In the winter fresh costs more and this is a predictable outcome of climate change events happening in places like California. Prior to the 1960's Canadians lived for a long time without eating vegetables trucked in from the southern states.  I suspect that people in the Territories reading about the price of vegetables in southern Canada can only say I wish we had those prices.

Basement Dweller

OK you have me thinking about Greek Salads. Undecided

lagatta

Greek salads are also divided into summer and winter varieties. Of course their winters are much milder (though it does get nippy in the mountains) and cauliflower is considered a winter salad, like cabbage. And Greeks, Turks and Balkans put up a lot of peppers, tomatoes, cabbages etc. You can find big jars of those savoury preserves in the relevant shops.

It isn't very easy for single people in small apartments to can and preserve, but we could form clubs at nearby community centres.

Webgear

I have been thinking about starting a honey making project. I think it might be an interesting way to trade for other food products.

6079_Smith_W

Mr. Magoo

I think that graphic is probably right on the money when it says "... and she knew how to do stuff".
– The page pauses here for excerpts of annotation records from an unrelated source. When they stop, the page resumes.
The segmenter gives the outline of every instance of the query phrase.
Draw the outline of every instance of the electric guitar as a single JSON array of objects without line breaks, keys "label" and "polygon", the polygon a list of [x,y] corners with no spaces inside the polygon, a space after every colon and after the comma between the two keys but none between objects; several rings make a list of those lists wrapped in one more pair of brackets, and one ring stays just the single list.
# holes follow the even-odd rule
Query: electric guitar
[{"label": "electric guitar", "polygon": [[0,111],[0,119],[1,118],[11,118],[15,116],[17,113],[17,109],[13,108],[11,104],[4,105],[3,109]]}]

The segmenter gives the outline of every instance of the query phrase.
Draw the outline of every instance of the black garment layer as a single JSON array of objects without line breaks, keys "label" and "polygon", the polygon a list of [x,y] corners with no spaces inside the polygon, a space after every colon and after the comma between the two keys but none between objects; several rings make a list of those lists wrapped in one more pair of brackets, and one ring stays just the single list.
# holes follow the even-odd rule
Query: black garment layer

Lots of food remains cheap.  Or at any rate, lots of basic food ingredients remain orders of magnitude cheaper than their pre-made, over-sugared, plastic-wrapped, microwaveable equivalents.  But if you want to enjoy the savings you need to know how to do stuff.

lagatta

There is a "community kitchen" in my neighbourhood where people - usually rather marginalized - learn to prepare food, but it is also a small soup kitchen. A sad category consists of single men (often divorced, widowers etc) of a certain age who never learnt to cook. Often they would eat at cheap restaurants (which aren't so cheap anymore) even if unemployed or pensioners. Their opposite number was rather magical ladies from Haiti, various Latin-American countries etc who could feed a family on a soup bone, beans, vegetables etc. The Haitian ladies like old stewing hens "they have so much more flavour). But unfortunately their kids eat the same fastfood as other kids, when they can.

Sadly, there are some neighbourhoods that no longer have any decent food shopping.

6079_Smith_W

@ Magoo

And you have to have a house where you can do it and store it. The place we visited in Portland had a kitchen and storage for that purpose. And many of the people who stayed there were working poor. They had jobs, just no way to afford a place to live.